Novartis on Monday announced that the Phase III CANOPY-A study evaluating adjuvant treatment with canakinumab (ACZ885) did not meet its primary endpoint of disease-free survival (DFS) versus placebo. The drug is an inhibitor of interleukin-1beta (IL-1β).
The trial was conducted in adult patients with stages II-IIIA and IIIB completely resected (R0) non-small cell lung cancer (NSCLC) and it did not give expected results.
No unexpected safety signals were observed and the findings from the trial will be presented at an upcoming medical meeting, the pharma major said in a statement on Monday.
“We made an investment in the CANOPY program based on signals of reduced lung cancer incidence and mortality observed in the CANTOS study. These positive signals supported the study of canakinumab as adjuvant treatment for early lung cancer. While we are disappointed CANOPY-A did not show the benefit we hoped for, every trial generates scientific evidence that supports future research and development, and we look forward to continuing to pursue new therapeutic options for people living with lung cancer, whose needs remain urgent and significant. We thank the patients and clinical investigators whose time and commitment made this research possible,” said Jeff Legos, Executive Vice President, Global Head of Oncology & Hematology Development, Novartis in a statement.
In the trial, 1,382 patients were randomized 1:1 to canakinumab, 200 mg subcutaneously every three weeks, or a matching placebo for up to one year.

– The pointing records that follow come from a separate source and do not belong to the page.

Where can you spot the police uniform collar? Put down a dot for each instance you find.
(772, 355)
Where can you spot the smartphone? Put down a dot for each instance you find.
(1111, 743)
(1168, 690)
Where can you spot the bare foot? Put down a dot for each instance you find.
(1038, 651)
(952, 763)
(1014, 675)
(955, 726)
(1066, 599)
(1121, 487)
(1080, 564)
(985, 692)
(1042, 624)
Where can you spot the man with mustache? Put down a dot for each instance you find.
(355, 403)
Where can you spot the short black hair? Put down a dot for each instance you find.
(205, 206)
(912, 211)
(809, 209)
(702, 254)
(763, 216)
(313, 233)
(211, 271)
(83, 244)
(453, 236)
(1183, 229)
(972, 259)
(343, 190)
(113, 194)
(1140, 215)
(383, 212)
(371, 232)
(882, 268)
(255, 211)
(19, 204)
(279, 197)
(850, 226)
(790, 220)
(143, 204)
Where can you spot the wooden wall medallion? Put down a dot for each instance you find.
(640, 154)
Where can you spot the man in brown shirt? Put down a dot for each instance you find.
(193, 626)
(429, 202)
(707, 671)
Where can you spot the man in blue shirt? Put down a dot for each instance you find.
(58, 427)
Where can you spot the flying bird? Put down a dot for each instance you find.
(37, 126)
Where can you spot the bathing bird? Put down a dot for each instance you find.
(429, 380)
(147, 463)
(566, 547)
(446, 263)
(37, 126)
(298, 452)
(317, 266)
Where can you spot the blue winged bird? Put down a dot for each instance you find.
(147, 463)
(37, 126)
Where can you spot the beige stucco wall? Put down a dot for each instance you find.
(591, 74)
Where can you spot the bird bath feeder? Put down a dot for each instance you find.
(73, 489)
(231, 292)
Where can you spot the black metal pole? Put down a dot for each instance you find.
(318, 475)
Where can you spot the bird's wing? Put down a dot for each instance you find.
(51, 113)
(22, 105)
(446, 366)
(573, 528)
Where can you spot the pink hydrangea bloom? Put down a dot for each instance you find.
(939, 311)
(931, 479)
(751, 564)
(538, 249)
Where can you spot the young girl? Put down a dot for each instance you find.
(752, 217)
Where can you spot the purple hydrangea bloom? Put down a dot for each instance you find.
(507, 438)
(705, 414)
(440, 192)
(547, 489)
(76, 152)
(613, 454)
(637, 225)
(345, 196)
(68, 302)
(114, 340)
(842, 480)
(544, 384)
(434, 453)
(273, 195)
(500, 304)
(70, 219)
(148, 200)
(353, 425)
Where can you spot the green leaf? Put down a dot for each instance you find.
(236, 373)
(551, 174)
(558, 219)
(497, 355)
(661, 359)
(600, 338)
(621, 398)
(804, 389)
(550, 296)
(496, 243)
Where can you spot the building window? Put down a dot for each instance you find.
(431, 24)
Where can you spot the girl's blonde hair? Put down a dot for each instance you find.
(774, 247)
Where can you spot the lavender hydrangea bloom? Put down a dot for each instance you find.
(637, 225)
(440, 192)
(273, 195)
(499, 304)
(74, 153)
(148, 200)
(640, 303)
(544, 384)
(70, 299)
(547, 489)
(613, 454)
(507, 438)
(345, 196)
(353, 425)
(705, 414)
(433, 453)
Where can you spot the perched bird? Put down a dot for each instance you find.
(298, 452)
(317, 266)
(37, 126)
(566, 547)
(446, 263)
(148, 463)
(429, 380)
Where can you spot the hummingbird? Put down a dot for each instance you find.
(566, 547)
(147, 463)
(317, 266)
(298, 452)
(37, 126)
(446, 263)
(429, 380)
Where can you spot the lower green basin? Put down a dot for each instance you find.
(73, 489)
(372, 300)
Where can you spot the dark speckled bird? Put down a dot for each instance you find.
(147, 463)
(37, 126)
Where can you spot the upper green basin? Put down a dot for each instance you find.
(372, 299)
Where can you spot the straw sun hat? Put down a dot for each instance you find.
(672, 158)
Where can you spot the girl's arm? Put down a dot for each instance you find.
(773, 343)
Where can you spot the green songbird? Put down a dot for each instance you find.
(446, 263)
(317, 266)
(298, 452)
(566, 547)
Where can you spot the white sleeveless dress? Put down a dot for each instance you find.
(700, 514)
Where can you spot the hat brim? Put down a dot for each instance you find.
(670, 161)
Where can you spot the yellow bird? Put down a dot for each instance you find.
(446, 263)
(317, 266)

Moreover, the patients completed standard-of-care adjuvant cisplatin-based chemotherapy and radiation therapy, if applicable, prior to randomisation.
Last week, Novartis has recorded two deaths after treatment with its spinal muscular atrophy gene therapy Zolgensma and it once again brought gene therapy’s safety to attention. According to reports, two children in Russia and Kazakhstan died about five to six weeks after receiving Zolgensma.